Scope and purpose
The Oxford English Dictionary is the most comprehensive dictionary of the English language. It traces the development of English from approximately 1150 AD up to the present day. The varieties of English covered include British English, American English, Australian English, New Zealand English, the Englishes of the Indian subcontinent, Southern Africa, and the Caribbean, among others.
The Oxford English Dictionary is not an arbiter of proper usage, despite its widespread reputation to the contrary. The Dictionary is intended to be descriptive, not prescriptive. In other words, its content should be viewed as an objective reflection of English language usage, not a subjective collection of usage ‘dos’ and ‘don'ts’. However, it does include information on which usages are, or have been, popularly regarded as ‘incorrect’. The Dictionary aims to cover the full spectrum of English language usage, from formal to slang, as it has evolved over time.
The Oxford English Dictionary has a highly organized structure, the principal building block of which is the entry. The Dictionary includes both main entries, which make up the bulk of the content, and cross-reference entries . Most entries contain information on all of the following: spelling, pronunciation, derivation, meaning, and usage.
The usage of each word, meaning, or idiom in the Dictionary is documented through comprehensive examples drawn from quotations taken from printed texts of the present and the past. These quotation paragraphs begin with the earliest recorded occurrence of a term, and follow its development up to the modern period, unless the documentary evidence shows that the term has fallen out of use along the way.

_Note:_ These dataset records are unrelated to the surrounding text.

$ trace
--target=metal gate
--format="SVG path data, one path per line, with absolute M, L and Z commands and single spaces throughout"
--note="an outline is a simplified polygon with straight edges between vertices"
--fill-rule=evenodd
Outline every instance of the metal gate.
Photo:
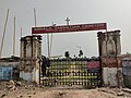
M 64 58 L 46 60 L 46 63 L 44 62 L 44 66 L 41 66 L 40 84 L 44 86 L 100 86 L 102 70 L 99 62 L 99 58 Z

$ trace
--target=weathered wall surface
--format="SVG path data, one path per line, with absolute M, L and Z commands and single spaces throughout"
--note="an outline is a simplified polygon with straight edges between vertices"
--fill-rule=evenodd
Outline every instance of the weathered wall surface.
M 0 79 L 10 81 L 19 79 L 20 58 L 2 58 L 0 59 Z
M 97 33 L 104 85 L 122 86 L 120 30 Z
M 21 38 L 21 72 L 23 79 L 39 83 L 39 58 L 41 57 L 41 36 Z

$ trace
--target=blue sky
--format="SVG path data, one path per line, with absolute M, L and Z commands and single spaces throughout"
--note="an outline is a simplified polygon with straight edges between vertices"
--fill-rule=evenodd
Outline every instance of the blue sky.
M 16 17 L 15 56 L 20 56 L 21 27 L 23 36 L 31 35 L 34 26 L 34 8 L 37 26 L 49 26 L 55 22 L 64 25 L 106 22 L 108 30 L 121 30 L 121 53 L 131 52 L 131 0 L 0 0 L 0 45 L 7 10 L 10 9 L 2 57 L 12 56 L 13 17 Z M 102 30 L 105 32 L 105 30 Z M 43 36 L 43 54 L 47 56 L 47 36 Z M 97 30 L 70 34 L 53 34 L 51 56 L 63 56 L 70 51 L 78 56 L 79 47 L 84 56 L 98 56 Z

This basic arrangement holds true for all entries, though some entries have a more complex structure than others. These more complex entries are interesting reading in their own right. Many users find themselves browsing through related meanings, finding fascinating information that goes far beyond what they were originally looking for.
Definitions and derivations often include words displayed in capitals. These are cross-references to other entries where additional related information may be found. Sometimes cross-references appear in other contexts. Words are often linked to other words by meaning or origin. Tracing the paths laid by these cross-references is another way of discovering more about words and their interrelationships. In addition to cross-references within entries, the Dictionary contains some cross-reference entries, which help the user locate the main entry for a word that has a variant or obsolete spelling.